During "High School Confidential" in Washington, a liberal Democrat was as popular with the in-crowd as an acne breakout the night before prom. Humes was subjected to a humiliating and strangely pro-forma interview -- by teleconference -- with Goodling, who didn't seem interested.

The assistant to Gonzales had another candidate in mind: Her friend and member of The Cool Group, Rachel Paulose. Paulose was reliably conservative (a member of the favored Federalist Society), reliably partisan (she had filed suits on behalf of Republican issues) and reliably devout (like Goodling, she was a fundamentalist Christian). Appointed by Gonzales without a hearing by the Senate Judiciary Committee, Paulose became interim U.S. attorney in February, 2006. Humes, who shortly departed for the private sector, was busted to the bottom ranks of lawyers.

Bad behavior was breaking out in the corridors.

"Of all the U.S. attorney offices in the country, Minnesota had a reputation as one of the least political," says Doug Kelley, who headed the white-collar crime section in the office when he was an assistant attorney from 1978 to 1985, serving both Jimmy Carter and Ronald Reagan. "That's why what they did to it just about makes you want to cry. We had the reputation as one of the best in the county, and they turned it into chaos."
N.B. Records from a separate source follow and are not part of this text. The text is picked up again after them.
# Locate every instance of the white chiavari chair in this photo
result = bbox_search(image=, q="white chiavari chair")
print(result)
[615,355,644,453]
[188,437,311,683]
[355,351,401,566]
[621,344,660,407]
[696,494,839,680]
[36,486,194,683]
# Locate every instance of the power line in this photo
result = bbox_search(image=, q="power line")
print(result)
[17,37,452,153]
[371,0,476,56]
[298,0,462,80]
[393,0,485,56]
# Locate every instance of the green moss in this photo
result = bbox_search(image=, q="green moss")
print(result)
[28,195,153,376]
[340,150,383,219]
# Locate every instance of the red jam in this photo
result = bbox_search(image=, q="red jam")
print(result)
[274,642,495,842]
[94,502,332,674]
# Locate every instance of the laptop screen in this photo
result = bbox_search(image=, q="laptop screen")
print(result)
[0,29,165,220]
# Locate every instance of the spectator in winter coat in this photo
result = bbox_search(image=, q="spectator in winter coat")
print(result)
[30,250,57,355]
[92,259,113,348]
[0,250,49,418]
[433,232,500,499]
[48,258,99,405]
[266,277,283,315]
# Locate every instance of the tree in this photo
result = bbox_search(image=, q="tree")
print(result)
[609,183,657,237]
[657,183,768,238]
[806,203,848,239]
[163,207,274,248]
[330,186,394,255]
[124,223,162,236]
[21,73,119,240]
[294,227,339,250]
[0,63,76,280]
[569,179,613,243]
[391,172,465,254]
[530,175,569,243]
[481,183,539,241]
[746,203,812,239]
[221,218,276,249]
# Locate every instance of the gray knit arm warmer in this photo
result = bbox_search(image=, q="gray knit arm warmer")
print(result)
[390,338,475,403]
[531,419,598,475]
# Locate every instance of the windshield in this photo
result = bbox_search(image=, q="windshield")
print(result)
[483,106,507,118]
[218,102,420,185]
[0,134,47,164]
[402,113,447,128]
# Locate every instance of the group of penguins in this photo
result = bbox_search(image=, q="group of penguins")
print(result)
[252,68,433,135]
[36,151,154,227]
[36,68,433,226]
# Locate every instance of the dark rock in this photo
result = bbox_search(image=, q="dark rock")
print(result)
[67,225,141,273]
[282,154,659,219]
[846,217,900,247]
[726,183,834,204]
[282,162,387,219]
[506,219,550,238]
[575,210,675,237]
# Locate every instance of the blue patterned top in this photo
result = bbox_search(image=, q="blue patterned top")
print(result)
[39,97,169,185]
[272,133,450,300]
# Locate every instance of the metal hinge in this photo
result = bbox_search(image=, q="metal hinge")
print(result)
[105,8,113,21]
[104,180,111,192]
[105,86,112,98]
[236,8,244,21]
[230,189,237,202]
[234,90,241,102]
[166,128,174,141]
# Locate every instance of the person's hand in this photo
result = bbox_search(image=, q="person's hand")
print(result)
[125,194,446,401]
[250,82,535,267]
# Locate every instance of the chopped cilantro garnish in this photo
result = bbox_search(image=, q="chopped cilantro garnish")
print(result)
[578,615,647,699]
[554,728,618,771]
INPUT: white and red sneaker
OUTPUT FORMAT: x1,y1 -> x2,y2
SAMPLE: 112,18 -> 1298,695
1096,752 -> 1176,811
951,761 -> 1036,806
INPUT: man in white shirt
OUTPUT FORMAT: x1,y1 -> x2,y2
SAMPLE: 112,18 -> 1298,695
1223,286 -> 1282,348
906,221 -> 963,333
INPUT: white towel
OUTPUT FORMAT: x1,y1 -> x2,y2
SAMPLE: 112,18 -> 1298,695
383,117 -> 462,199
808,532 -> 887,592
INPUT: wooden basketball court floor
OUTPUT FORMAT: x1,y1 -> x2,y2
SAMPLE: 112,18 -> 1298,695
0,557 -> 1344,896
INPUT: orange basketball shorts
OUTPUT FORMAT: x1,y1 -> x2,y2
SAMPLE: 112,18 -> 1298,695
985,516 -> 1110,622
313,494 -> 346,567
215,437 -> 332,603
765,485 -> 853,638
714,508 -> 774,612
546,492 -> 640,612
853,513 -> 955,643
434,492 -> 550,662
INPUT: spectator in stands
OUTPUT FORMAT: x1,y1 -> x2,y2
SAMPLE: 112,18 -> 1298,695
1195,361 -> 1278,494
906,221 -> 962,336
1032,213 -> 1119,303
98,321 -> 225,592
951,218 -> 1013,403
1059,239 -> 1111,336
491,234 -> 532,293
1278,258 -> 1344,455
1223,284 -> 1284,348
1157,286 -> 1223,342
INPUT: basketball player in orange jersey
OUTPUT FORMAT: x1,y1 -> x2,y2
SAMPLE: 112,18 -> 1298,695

Kelley, a Republican and Green Beret who served as chief of staff to former GOP Sen. Dave Durenberger, was made an assistant U.S. attorney by a Democrat. When Paulose was hired as an assistant for a brief stint, it had been by a Democrat. But the bipartisan or, rather, nonpartisan tradition in Minnesota, was about to be torched by Goodling, Gonzales, and, ultimately, Paulose.

"People were hired in Minnesota without regard to politics," Kelley said from Spain, where he is on vacation. "Merit mattered more, and you were supposed to check your political credentials at the door. Then comes Rachel Paulose's buddy (Goodling), administering litmus tests. And, surprise, Paulose gets the job. That's when it began. These people have done so much damage. It's pervasive."

Turmoil, recriminations, and investigations followed Paulose's arrival. She stepped down in January after Goodling, Gonzales and her other patrons left, all departing as the scheme to make the Department of Justice serve a narrow ideology, instead of a bipartisan vision, crumbled.

The investigations continue, but the historical verdict is in: We came close to a train wreck.

Once, not long ago, high school kids were running the U.S. Department of Justice.